Manga wird Propaganda

Auch als Designjunkie will der Künstler Tilo Schulz unbedingt kritische Inhalte verhandeln – was ihm in seiner Ausstellung „formschön“ in der Galerie für Zeitgenössische Kunst in Leipzig auch gelingt

VON SUSANNE ALTMANN

Die lange Schaufensterpromenade der Galerie für Zeitgenössische Kunst in Leipzig ist immer für eine Überraschung gut. Vor einiger Zeit wurden die Passanten mit dem Schriftzug „Der Sozialismus siegt“ verstört, den Via Lewandowsky aus dem verblichenen DDR-Alltag hierher kopierte. Nun zeigt sich die Glasfassade von einer weißen Tüllgardine verhüllt – wohnlich und züchtig zugleich. Die großen Gesten spart sich Tilo Schulz für drinnen auf.

Der gebürtige Leipziger (*1972) hat sich in dem flachen Pavillon ein Heimspiel organisiert. Er ist der erste Künstler, der den 2004 eröffneten Neubau des Berliner Architekturbüros AS-IF ganz allein bestücken darf. Das eingeschossige Gebäude lässt sich durch verschiebbare Wände beliebig verwandeln und Schulz hat sich für eine labyrinthische Streckenführung entschieden. Auf diese Weise liegen der erste und der letzte Ausstellungsraum schließlich Wand an Wand und sind nicht nur durch einen schmalen Schlitz in Fußbodennähe miteinander verbunden. Zusätzlich durchbricht eine minimalistische Stahlrohr-Skulptur die Trennwand, um auf der anderen Seite als simples Regalsystem wieder aufzutauchen. In dieser Mutation des autonomen Kunstwerks zum Gebrauchsgegenstand zeigt sich bereits Schulz’ ehrgeizige Mission. Die heißt: Versöhnung von Kunst und Design. Oder doch eher Versöhnung von Dekor und Gesellschaftskritik?
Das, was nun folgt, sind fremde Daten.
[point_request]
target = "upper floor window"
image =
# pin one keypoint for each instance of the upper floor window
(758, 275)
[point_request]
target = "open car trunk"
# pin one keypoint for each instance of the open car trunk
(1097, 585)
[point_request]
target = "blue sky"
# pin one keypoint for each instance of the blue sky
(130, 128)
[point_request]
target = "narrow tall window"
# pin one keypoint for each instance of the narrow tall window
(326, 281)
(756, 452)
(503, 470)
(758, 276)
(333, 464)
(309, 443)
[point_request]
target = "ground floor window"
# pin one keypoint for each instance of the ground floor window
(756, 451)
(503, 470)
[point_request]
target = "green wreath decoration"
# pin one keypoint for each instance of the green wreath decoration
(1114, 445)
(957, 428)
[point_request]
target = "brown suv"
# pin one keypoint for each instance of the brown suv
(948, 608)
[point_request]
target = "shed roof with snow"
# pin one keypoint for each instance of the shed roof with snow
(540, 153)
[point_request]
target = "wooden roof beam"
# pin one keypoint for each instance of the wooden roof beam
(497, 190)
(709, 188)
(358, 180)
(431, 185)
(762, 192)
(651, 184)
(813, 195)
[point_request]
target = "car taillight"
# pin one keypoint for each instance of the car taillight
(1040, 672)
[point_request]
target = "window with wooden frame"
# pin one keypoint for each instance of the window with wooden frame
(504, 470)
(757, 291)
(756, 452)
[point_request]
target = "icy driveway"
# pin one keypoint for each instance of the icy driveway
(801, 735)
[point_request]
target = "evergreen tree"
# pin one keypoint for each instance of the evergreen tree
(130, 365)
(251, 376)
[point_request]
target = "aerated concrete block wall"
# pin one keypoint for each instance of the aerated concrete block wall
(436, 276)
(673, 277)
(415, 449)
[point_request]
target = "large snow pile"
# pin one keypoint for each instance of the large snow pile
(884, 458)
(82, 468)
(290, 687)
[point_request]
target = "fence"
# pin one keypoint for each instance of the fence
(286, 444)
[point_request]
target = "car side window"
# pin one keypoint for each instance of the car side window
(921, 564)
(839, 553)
Oder von Autonomie und Funktion? Die Richtung ist jedenfalls klar, auch wenn sich der museale und diskursive Parcours bisweilen ein wenig schlängelt.

Schon seit Jahren frönt Schulz seiner Vorliebe für die schöne Form, sei es als Gebrauchsgegenstand oder als künstlerische Abstraktion. Er entwirft Tapeten, Sitzecken, Wandgemälde, gerne auch im stromlinienförmigen Retroflair. Damit allein nähme er sich wie eine aktuelle Version der 1990er-Wohnkunst à la Jorge Pardo oder Tobias Rehberger aus. Doch Schulz will unbedingt kritische Inhalte verhandeln – auch als eingestandener Designjunkie und ambitionierter Produktgestalter. Seine Installationen sollen politische Gefüge, kulturelle Machtspiele und eingefahrene Geschlechterrollen kritisieren oder nachspielen, als Ornament. Abgelenkt von dessen schönem Schein, haben es die Besucher, die an schwarzweißen Wandmalereien, Glasziegelwänden und Holztäfelungen vorbeiflanieren, freilich nicht immer leicht, die angestrebten politischen Statements zu identifizieren.

Am Anfang steht jedenfalls eine Art historischer Rückblick auf die ideologischen Grabenkämpfe der 1950er-Jahre. Stellvertretend für die aussagenferne Kunst des Westens wachsen daher kühle, zweckfreie Metallobjekte aus OP-artig flirrenden Wandgemälden. Bevor es allerdings zur sozialistisch-realistischen Pinselarbeit des Ostens weitergeht, erhebt sich symbolträchtig eine wahrhaftige Mauer – immerhin aus Glasbausteinen. Sie trennt nicht nur elegant zwischen den Systemen und Kunstauffassungen, sondern belegt einmal mehr des Künstlers Lust an trendigen Materialien.

Hinter der Mauer – logisch – ist es endlich so weit: Finster drohen fast vergessene Verdikte wie „Der Formalismus ist die typische Erscheinungsform der künstlerischen Dekadenz in der Epoche des Imperialismus“ und „Der Formalismus bedeutet Zersetzung und Zerstörung der Kunst selbst.“ Doch anstelle Bildreferenzen zum kommunistisch-figurativen Kunstkanon zu zitieren, lässt Schulz diese Informationen von japanischen Kult-Comics verbreiten. So viel Figuration darf es dann doch sein.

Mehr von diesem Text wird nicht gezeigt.